The next blow came in the middle of October. Over my fall break, we had a wonderful weekend at the Mitochondrial Disease walk in Charlotte, North Carolina. It was our first year driving up to the walk and we had such a great time! That was on Saturday. Monday I woke up with a rash on my leg. Turns out I had shingles. That was not a fun experience. I was on oral antibiotics for two weeks and IV antivirals for two and a half weeks. For those who don't know antibiotics often slow down gut motility (How well the digestive tract functions.) As we all know my gut function is quite limited so this put a huge damper on the trying to eat all my needed calories orally (or by jejunal tube feeds) side of things. Although, the shingles went away all of the drugs combined with not getting any nutrition made me feel absolutely miserable. I didn't even have a week to recover before my body decided to take an even steeper decline...

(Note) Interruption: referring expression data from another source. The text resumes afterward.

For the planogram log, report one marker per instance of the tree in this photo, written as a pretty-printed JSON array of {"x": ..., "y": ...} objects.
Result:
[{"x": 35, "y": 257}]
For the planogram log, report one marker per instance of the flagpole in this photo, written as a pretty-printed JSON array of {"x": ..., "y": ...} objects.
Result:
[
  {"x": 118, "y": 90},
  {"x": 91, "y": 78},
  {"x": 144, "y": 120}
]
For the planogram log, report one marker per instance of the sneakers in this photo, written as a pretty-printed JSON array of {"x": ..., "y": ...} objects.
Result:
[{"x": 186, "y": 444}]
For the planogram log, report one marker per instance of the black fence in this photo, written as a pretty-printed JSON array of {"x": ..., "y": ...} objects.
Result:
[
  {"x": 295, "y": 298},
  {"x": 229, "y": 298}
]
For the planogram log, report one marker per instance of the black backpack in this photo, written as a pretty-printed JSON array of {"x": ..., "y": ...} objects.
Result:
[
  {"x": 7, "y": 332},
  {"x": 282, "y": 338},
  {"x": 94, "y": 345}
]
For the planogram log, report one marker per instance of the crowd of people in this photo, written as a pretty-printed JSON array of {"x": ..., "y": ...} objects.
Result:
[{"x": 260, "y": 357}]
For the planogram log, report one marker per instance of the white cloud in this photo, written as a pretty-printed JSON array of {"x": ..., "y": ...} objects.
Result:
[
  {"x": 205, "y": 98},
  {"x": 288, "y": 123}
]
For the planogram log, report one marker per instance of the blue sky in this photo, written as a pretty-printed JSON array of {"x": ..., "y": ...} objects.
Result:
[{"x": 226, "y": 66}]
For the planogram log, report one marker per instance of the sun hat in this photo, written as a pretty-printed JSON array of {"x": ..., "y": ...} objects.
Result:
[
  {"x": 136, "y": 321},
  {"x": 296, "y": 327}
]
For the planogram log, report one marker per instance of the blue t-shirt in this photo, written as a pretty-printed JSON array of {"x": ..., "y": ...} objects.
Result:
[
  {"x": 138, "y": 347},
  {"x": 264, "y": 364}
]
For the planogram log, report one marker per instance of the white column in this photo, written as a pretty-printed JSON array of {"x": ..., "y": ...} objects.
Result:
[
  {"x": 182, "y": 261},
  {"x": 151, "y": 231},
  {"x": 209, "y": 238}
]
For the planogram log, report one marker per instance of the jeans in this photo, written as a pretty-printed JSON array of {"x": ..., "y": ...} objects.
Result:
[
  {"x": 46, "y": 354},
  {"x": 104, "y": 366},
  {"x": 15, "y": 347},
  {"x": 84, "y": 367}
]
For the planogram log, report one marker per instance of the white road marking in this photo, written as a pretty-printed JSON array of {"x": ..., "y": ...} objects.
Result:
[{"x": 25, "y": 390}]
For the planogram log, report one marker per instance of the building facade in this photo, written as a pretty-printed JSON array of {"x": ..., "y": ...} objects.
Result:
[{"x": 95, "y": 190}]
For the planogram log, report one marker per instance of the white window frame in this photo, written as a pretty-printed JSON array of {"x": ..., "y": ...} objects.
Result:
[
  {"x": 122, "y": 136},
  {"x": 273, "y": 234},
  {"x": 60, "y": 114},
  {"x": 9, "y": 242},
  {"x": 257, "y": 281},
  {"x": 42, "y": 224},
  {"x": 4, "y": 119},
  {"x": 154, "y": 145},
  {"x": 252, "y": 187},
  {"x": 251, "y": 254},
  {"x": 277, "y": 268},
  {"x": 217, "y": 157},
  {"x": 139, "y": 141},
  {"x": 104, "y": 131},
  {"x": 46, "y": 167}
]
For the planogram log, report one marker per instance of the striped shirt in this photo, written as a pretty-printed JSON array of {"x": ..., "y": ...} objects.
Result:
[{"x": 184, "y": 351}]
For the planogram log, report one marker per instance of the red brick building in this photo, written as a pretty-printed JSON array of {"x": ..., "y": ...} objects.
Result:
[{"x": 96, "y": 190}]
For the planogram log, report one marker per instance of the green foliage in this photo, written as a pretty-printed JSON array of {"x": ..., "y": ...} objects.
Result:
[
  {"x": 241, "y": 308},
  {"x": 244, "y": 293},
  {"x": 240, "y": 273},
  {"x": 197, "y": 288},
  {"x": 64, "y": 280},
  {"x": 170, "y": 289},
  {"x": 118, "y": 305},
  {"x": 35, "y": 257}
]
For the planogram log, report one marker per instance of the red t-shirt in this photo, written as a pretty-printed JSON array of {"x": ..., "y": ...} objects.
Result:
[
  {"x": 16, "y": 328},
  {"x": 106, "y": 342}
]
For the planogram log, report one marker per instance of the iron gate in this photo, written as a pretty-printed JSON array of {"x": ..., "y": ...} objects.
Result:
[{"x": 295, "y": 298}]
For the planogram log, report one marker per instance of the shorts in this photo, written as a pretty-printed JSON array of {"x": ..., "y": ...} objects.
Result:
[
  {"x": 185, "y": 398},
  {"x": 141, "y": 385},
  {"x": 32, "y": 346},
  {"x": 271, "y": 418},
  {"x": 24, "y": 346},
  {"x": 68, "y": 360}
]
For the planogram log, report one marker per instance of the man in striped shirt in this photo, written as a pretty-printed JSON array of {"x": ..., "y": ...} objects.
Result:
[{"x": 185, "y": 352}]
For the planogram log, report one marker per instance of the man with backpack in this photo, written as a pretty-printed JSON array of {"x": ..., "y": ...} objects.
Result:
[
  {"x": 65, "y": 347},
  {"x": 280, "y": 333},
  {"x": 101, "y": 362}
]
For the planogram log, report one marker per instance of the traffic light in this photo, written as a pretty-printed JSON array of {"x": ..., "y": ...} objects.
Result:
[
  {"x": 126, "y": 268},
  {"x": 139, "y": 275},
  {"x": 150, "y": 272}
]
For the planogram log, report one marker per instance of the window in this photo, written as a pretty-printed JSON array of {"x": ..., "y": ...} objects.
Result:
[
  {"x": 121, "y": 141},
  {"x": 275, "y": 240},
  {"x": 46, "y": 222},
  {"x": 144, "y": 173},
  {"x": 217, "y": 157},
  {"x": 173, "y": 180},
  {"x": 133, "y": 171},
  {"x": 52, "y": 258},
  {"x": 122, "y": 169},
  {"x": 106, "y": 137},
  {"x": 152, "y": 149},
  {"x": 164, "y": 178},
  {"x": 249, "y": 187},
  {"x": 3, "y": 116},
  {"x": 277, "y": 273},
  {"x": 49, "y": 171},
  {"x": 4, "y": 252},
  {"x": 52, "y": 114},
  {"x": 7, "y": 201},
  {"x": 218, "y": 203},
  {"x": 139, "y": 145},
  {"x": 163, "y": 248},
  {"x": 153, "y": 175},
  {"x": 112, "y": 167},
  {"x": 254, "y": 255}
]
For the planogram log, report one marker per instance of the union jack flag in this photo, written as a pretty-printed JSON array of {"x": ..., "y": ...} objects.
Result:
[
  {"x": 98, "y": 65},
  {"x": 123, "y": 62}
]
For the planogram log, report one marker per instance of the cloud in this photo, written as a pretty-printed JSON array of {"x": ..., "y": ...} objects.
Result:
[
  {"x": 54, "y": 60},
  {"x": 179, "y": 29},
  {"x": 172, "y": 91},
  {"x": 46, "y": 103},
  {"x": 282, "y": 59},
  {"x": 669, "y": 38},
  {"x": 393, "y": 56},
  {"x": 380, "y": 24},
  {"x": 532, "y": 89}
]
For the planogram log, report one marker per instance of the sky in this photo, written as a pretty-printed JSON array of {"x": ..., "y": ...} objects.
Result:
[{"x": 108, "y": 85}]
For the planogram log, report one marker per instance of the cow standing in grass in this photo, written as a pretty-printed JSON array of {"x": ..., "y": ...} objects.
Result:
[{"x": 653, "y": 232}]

Upon arriving at Hem/Onc I had a fever over 101 and was taken back to isolation. I was so sick and knew something was wrong. I was admitted to the hospital. That was the 2nd of November. Turns out I was in septic shock. Cultures grew in less than twenty-four hours. Which is extremely bad because it typically takes 36-72 hours for cultures to grow bacteria. One of the amazing ICU nurses from the PICC team came by to deaccess and then reaccess my port. The insertion points from where my needles had been leaking pus. She refused to reaccess, (this was the right call) which was probably the best thing. They were able to start an IV and I went back downhill again. Things started moving pretty fast and the doctors came in and said they thought I would need my port removed. Which I already knew my port would have to come out, they didn't have to tell me. I was happy that they made that decision early because if not I would have been in the hospital for several extra days. Thereafter, they got me in for emergency surgery to get my port out. When the surgeon pulled my port there had apparently been a lot of pus and infection surrounding my line that they had to scrape out. They had to leave the incision open to let all the infection get out and it was quite painful. The meds they gave me ended up causing all my labs to be off and caused my blood numbers to drop to half of what's normal. So I got two units of blood (Inserts shameless plug to tell you to donate blood because less than 7% of the world donates blood and if you ask me something is wrong with that!) After that is when things started to turn around for me! By Monday my blood cultures had been negative for over 72 hours and I was able to go into surgery again to get a new central line placed.